You have to feel for Matt Gatens. He did, after all, come to Iowa in a torrent of optimism. New coach Todd Lickliter had just finished his first season, and at that point could be reasonably expected to rebuild the Hawkeyes in the manner of his former Butler program. Gatens was ranked No. 99 overall in the class of 2008, the sort of impact recruit Iowa desperately needed. And, to top it all off, Gatens was a hometown kid, an Iowa City native that committed to Steve Alford as a high school freshman and stuck with Lickliter when Alford was unceremoniously let go.
Needless to say, things have not gone well. Lickliter presided over sub-.500 seasons; the Hawkeyes never won more than six games in the Big Ten and never qualified for the NIT, let alone the NCAA tournament. Meanwhile, fans abandoned the program, and the rollicking Carver-Hawkeye Arena of Gatens' youth (Jess Settles: never forget) fell silent.
Now a junior, Gatens is playing under his second coach (third, technically, if you want to count the commitment to Alford), and Iowa is again in the first year of an entrenched rebuilding process. It's probably not quite the tenure the Iowan envisioned for himself.

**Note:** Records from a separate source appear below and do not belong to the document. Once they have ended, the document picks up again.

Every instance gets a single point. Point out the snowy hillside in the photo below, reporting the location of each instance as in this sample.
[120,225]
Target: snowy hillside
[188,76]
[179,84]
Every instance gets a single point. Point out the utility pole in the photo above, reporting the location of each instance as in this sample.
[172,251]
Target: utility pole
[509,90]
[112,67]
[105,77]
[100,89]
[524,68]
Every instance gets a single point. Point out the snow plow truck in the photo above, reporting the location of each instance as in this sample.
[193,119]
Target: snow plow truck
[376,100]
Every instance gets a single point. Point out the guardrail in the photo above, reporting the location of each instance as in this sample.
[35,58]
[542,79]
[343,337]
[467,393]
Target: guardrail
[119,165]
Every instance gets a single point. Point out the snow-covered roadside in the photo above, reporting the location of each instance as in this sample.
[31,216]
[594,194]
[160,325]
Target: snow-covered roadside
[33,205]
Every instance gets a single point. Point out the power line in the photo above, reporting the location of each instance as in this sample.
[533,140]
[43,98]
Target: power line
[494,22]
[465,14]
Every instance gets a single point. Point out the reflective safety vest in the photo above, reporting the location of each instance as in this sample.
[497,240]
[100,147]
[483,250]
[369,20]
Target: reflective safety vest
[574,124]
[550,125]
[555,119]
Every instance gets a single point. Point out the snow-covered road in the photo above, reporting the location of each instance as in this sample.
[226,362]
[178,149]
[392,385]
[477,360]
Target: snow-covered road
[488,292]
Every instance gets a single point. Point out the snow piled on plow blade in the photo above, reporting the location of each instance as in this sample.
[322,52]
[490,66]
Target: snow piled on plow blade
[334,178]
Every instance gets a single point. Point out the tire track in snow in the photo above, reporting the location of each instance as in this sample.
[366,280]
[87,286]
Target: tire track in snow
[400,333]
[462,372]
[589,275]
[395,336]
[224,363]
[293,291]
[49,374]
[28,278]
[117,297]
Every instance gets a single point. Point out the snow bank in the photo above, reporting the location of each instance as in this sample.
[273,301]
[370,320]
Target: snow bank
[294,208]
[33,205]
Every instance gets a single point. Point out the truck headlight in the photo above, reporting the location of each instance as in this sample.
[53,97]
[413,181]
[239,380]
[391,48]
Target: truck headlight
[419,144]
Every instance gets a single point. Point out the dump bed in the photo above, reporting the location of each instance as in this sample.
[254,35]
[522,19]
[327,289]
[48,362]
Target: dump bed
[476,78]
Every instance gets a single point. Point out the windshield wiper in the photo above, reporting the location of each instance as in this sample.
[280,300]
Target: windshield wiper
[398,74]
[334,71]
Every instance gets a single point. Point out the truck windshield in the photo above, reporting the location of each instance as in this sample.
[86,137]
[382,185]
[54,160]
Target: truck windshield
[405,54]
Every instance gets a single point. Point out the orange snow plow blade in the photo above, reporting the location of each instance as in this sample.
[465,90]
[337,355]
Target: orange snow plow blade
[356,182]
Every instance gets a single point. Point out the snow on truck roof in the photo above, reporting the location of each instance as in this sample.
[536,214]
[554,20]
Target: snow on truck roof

Still, there might be one bit of positive news here, and that's that in 2010-11, under new coach Fran McCaffery's up-tempo system, Gatens will have every opportunity to make a name for himself. Why? Pace. From Basketball Prospectus:
Iowa was 341st with a 58.5 adjusted tempo in the 2008-09 and 333rd with a 60.4 mark in 2007-08. The Hawkeyes failed to score 60 points in 54 of Lickliter's 96 games. Not surprisingly, Iowa's attendance dropped to an average of just 9,550 a game last season. By comparison, McCaffrey's Siena teams were held under 60 points just nine times in 163 games in five seasons. [...]
Gatens was Iowa's leading scorer last season when he averaged 12.3 points/4.3 rebounds/3.3 assists/36.7 minutes a game while ranking 20th in the nation in percentage of minutes played with 91.3. Slimmed down to 208 pounds, Gatens is moving from forward to guard this season and McCaffrey is expecting big things, saying "He's actually driving and dunking the ball like he used to.”
There are at least four encouraging signs in those two paragraphs. The first is McCaffery's desire to play up-tempo. That's nothing new, of course; the former Siena coach has been touting the benefits of high-speed hoops since he got the job this spring. The second is Gatens' usage rate, which doesn't figure to dip thanks to a rather shallow Iowa roster. The third is the guard-forward switch. The fourth is Gatens' weight loss.
All four factors figure to make Gatens a much more statistically impressive scorer. Gatens was already putting up solid, if not great, numbers in Lickliter's brutally slow system. Even if Gatens doesn't get any more efficient (and he might), a drastic increase in possessions is bound to significantly improve his counting stats. Throw in the position switch (more time facing the hoop can't be a bad thing) and the weight loss (physical fitness is always good, right?) and you've got a potential breakout candidate on your hands.
Of course, that doesn't mean the Hawkeyes will be good. They, um, won't. But for a player that has stuck by his hometown school after two regime changes and two years of horrendous performance, a little individual recognition might be the next best thing.